Why I Write

In today’s writing salon, here is my response to a prompt from Writer’s Digest. The prompt is: Why do you write? Tell us the story of when you first realized that you needed to be a writer. (Did it happen when you were young? Was it after you read a particular book? Etc.)


(Note: names have been changed to protect privacy).

At an old friend’s wedding that happened about 6 weeks ago, I ran into many old acquaintances who I haven’t seen since my college days. I actually felt a bit anxious about the wedding because I was going alone and my plus one lives in Baltimore. While browsing through fb, I noticed that everyone seemed to have moved on, married, and some with kids. I hoped it wouldn’t be an awkward social event. Then, Nikki* greets me. The first thing she asked me was about my writing. In fact, almost everyone asked me about it and some were even reading my blog.

I talk about my genres, characters, and topics—generational differences between Indians, the changing culture, dysfunctional families, relationships—all that are topics that anyone can relate to regardless of background and life experiences.

As a writer, I feel like a storyteller…telling stories about things that interest me yet create a sense of community. I remember my elementary school days when I used to make up stories and tell it to my classmates gathered around me during recess. It gave me a sense of accomplishment and I loved the creative challenge of it.

I still want to be a published writer. I am working on a novel. Since I was a little girl, I wanted to write a book. I can’t exactly pinpoint any one specific moot point. I used to read a lot. I loved stories and almost everything we read in my English classes. I remember my favorite books being the Enid Blyton series, folktales, mythology and even YA versions of classics. The school I went to taught us classics in the young reader version.

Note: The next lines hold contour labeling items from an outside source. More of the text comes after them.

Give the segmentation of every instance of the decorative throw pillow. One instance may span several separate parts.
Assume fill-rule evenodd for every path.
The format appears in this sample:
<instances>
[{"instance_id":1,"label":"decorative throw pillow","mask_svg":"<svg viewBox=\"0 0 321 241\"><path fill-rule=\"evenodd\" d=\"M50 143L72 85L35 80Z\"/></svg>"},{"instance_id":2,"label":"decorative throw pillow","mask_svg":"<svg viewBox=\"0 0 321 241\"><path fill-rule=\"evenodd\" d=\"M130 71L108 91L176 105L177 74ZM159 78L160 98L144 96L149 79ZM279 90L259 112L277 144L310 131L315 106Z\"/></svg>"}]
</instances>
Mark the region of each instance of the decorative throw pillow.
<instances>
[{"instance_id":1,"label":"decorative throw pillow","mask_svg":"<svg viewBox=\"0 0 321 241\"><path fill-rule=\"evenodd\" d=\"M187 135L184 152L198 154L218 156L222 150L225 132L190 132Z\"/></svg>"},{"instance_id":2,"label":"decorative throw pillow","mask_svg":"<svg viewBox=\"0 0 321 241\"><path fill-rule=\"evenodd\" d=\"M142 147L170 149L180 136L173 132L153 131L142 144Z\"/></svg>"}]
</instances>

My favorite book was Jane Eyre that we read in 8th grade. I could relate very well to the protagonist who was observant, noticed everything, and had a lot to say. I also liked the language and the time; I felt transported to Victorian England. Yet, as an Indian girl, I could relate it to social-classism such as the caste system in India. Even recently, Jane Eyre is my favorite literature and I have written a critical essay about the novel for one of my undergraduate classes.

As I said earlier, there is really no moot point that determined my writing ambitions. Over the years, my writing has evolved, grown, and I experimented in different genres such as magazine articles, fiction from sci-fi/fantasy to mainstream, women’s lit, erotica and others. I no longer write sci-fi, even though I enjoy reading them and watching Doctor Who. I prefer writing realistic fiction. My style is inspired from Jane Eyre. All my writings have strong female characters with strong voices. And in some ways, I write, “young angry Indian women” fiction. I am fascinated with people’s lives and psychology, which inspires my writing. Even though, I can point out to many influences, I’m remembering Jane Eyre because that novel continues to influence my writing today.